Although several reports recommend surgery and adjuvant radiation therapy with large doses, no formal radiation therapy trials have been done [19]. Moreover, repeated exposure of the area to radiation is likely to result in local recurrences [12]. Therefore, we consider that the use of radiation therapy for RAAS is also controversial. Additionally, the relationship between RAAS and radiation dose remains unclear. In our case, the patient had been subjected to radiation therapy twice, and RAAS had clearly arisen in the irradiated area of her chest wall. This indicates that the use of radiation therapy to treat RAAS may increase the risk of local recurrence or another new occurrence of RAAS.

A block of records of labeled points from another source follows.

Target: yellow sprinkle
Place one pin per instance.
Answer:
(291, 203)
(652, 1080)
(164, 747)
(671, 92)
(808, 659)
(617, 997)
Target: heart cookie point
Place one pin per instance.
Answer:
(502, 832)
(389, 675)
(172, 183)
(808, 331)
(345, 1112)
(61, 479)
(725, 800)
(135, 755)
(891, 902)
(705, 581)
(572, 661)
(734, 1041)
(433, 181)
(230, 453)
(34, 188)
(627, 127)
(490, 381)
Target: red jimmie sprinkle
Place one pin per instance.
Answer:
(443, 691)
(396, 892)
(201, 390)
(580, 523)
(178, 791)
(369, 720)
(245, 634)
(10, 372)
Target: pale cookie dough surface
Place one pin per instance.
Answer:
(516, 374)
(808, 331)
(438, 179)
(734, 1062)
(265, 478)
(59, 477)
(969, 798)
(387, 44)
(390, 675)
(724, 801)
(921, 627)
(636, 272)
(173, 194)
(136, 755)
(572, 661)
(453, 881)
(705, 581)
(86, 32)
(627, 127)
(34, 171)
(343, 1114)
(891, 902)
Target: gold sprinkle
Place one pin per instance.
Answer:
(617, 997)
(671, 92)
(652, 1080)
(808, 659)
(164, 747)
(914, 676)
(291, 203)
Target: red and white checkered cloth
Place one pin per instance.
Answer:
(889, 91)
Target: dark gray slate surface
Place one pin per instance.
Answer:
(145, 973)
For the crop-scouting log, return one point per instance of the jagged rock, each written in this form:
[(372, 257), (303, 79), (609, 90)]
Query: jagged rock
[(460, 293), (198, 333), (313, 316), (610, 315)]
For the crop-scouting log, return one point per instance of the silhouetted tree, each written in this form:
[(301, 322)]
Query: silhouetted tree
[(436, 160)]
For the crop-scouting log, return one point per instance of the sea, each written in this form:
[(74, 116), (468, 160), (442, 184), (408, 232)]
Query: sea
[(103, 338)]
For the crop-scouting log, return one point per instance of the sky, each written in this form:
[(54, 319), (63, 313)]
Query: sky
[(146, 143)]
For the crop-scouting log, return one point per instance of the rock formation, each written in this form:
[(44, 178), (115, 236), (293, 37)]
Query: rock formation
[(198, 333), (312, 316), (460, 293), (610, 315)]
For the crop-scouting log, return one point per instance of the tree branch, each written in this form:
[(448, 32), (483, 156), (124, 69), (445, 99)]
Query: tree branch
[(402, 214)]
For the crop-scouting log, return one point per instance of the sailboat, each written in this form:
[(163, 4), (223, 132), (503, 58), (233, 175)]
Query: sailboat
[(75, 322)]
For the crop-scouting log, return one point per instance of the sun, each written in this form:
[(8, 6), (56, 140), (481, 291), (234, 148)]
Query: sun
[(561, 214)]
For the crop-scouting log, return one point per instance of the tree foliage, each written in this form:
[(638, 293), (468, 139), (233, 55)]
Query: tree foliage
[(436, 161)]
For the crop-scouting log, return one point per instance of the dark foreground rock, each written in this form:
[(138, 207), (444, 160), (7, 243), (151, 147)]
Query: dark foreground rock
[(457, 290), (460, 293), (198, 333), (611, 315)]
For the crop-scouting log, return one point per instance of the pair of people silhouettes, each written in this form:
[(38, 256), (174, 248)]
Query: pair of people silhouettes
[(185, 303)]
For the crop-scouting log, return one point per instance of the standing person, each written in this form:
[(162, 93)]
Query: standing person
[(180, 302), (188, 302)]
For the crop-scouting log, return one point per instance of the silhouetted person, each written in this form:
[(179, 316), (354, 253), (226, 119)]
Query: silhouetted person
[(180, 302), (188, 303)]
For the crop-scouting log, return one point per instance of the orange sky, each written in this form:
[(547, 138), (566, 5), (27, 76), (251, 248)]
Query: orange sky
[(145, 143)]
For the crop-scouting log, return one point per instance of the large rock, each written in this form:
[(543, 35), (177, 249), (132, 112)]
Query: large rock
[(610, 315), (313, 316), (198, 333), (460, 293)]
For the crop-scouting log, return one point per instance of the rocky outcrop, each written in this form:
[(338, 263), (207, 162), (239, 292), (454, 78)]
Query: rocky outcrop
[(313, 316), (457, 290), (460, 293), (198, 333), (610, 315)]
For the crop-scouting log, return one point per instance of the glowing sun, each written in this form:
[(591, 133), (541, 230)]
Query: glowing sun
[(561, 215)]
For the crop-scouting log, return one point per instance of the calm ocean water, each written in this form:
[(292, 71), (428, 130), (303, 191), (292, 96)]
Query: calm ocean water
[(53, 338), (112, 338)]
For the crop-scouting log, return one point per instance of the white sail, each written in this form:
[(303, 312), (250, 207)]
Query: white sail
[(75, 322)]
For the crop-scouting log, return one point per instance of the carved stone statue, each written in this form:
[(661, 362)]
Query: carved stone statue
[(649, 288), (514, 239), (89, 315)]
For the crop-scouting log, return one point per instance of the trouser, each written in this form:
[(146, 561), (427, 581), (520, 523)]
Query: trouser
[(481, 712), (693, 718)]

In summary, RAAS has a high local recurrence rate even if the surgical margin was negative, because it spreads throughout the irradiated area. In the current case, the patient had repeated local recurrences of RAAS that arose in the irradiated area on three successive occasions. Therefore, we suggest resecting as much as possible of the irradiated area as the most effective treatment for RAAS. Although this patient could not be treated with adjuvant chemotherapy due to her age and history of cerebral infarction, she was completely cured as a result of the “extensive” surgery. We conclude that the resection of the entire irradiated area is the most effective treatment for control of local recurrence and extension of survival time in RAAS patients.